Introducing Squeak's Law!
"As a World Talk arguments grow longer, the probability of bashing conservative and/or the US republican party increases proportionally"
While I really don't want to get overly involved in rank against conservatism that is going on here, I thought I would chime in with a few comments.
One thing of note. If everyone believes that the politics are so 'broken', why aren't more people libertarian? The best way to not be affected by 'broken politics' is to simply have as little political involvement as possible.
The use of religion right now, in the R primary especially, has more to do with distracting people from the economy and associated issues than actually giving a crap about religion. The relentlessly strict-Catholic-ward shifting of policy declarations is a key clue. Rs don't want to talk about the economy, because they know they will eventually be taken to task for the fact that this crash was at least 30 years in the making, and it's not Obama's fault that it happened. He can be 'blamed' for the Affordable Health Car Act, but that's not as unpopular as media would have you believe, especially not with people who actually understand what it is and isn't.
Originally Posted by dauphinous
I agree with your premise, but disagree with the concept that Republicans don't want to talk about the economy. That is definitely where the Republicans would want to focus and is definitely the main issue that will decide the next US presidential election.
Originally Posted by dauphinous
Hey, what makes the conservative fundies go into a froth and ignore everything else? LGBTQ rights, abortion, and now birth control.

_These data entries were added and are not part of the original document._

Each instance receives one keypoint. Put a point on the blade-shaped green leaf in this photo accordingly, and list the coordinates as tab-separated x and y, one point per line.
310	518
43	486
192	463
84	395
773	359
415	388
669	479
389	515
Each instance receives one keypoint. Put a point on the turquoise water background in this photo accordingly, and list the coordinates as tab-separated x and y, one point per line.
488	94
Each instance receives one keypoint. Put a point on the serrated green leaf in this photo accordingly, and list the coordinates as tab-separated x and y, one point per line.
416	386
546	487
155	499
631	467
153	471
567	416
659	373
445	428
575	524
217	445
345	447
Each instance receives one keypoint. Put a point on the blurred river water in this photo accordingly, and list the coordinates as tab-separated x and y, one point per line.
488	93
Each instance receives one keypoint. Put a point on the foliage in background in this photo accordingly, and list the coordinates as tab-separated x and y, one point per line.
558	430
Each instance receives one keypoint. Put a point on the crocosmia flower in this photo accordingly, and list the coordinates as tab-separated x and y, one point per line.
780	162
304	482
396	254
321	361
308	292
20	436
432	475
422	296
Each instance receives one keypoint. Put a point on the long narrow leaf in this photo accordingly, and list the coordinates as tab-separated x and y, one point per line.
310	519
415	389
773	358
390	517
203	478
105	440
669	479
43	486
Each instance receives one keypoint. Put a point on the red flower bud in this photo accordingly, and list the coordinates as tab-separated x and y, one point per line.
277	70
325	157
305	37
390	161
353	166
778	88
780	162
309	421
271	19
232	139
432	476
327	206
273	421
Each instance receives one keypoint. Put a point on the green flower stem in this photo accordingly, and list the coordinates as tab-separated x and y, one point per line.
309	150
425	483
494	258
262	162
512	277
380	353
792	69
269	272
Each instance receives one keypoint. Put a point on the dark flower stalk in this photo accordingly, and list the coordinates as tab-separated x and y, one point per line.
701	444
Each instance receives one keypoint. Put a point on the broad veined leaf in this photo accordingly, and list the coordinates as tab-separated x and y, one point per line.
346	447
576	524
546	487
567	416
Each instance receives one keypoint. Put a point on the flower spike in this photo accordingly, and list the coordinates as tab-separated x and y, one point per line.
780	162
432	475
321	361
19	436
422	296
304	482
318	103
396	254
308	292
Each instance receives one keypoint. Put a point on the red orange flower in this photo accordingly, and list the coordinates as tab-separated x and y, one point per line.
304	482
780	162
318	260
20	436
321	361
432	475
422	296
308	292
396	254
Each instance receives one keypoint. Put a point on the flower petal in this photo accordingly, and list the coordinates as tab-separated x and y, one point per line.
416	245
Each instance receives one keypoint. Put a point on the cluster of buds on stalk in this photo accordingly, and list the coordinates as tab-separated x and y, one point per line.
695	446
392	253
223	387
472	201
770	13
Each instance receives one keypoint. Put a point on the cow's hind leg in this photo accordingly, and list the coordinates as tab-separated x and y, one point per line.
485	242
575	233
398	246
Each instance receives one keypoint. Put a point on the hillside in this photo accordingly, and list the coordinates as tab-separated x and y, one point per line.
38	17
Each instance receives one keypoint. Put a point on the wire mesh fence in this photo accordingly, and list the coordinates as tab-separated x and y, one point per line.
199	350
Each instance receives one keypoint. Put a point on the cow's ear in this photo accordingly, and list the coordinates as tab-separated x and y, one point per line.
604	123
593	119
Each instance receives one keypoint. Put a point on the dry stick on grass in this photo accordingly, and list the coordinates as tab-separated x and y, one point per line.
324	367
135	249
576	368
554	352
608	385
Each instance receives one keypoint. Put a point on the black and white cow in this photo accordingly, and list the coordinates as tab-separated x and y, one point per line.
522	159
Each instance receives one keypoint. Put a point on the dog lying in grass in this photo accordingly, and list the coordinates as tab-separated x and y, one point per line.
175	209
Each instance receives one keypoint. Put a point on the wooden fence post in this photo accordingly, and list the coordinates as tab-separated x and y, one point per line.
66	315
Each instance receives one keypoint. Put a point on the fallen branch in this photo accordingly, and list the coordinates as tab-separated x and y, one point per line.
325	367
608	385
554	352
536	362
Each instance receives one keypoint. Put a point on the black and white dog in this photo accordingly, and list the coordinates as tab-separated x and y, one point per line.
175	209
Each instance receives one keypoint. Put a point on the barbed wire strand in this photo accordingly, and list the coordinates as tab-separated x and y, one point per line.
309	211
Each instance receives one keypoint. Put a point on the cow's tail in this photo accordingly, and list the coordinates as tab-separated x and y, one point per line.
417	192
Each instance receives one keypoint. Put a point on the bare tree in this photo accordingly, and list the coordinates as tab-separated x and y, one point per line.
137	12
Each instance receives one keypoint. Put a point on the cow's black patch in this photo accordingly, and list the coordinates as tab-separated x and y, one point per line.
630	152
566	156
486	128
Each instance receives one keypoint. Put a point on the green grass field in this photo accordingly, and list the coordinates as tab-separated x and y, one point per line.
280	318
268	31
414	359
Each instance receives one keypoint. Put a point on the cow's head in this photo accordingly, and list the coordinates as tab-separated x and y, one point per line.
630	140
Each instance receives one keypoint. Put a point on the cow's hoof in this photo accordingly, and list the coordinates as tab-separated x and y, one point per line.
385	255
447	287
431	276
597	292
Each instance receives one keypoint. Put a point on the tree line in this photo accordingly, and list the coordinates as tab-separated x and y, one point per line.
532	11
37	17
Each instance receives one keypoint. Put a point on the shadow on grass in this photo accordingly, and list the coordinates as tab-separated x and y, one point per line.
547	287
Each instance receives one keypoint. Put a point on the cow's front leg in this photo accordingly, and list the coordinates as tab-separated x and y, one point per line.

I happen to be a conservative and a fundamentalist. It is obvious that you mis-understand the whole birth control thing.
I am not a catholic and personally have no problem with birth control. I DO have a problem with the government MANDATING that any religious institution would be required to do something that goes against their religious beliefs (and do it for free). The 'compromise' isn't really much of a compromise, as it simply shifts the cost onto the insurance companies -- without taking the onus off of the catholic hospitals to provide something that fundamentally disagrees with the tenets of the institution (who will still be required to provide the birth control for free).
A similar story is HERE
, where a preschooler was told she needed to eat a school provided lunch because hers wasn't healthy enough.
Another example of the intrusive, almost Orwellian involvement of government in the choices that individuals make.
What I don't understand about the US pre-elections is that republicans don't all vote for the least conservative candidate. Maybe I'm missing something, but it seems to me like a hyper-conservative like Santorum doesn't stand a chance in winning over the moderates and will never become president, while a moderate republican candidate would have a much better chance. If they want a republican president, shouldn't they vote for a moderate candidate? I know this goes against the idea of voting for whoever matches best with your own ideology, but a two party system doesn't support that philosophy anyway.
Originally Posted by Bbender
The 2012 election won't be as much about the Republican candidate as it will be a mandate on Obama's first term in office.
There are many examples of strong left or right leaning individuals have been elected.
After Nixon/Ford - Jimmy Carter was elected (very left wing)
After Carter - Ronald Reagan was elected (very right wing)
After W Bush - Obama was elected (who was ranked as the most liberal senator in 2007)
I would also say that while Santorum is definitely conservative, he is FAR from hyper-conservative by US standards.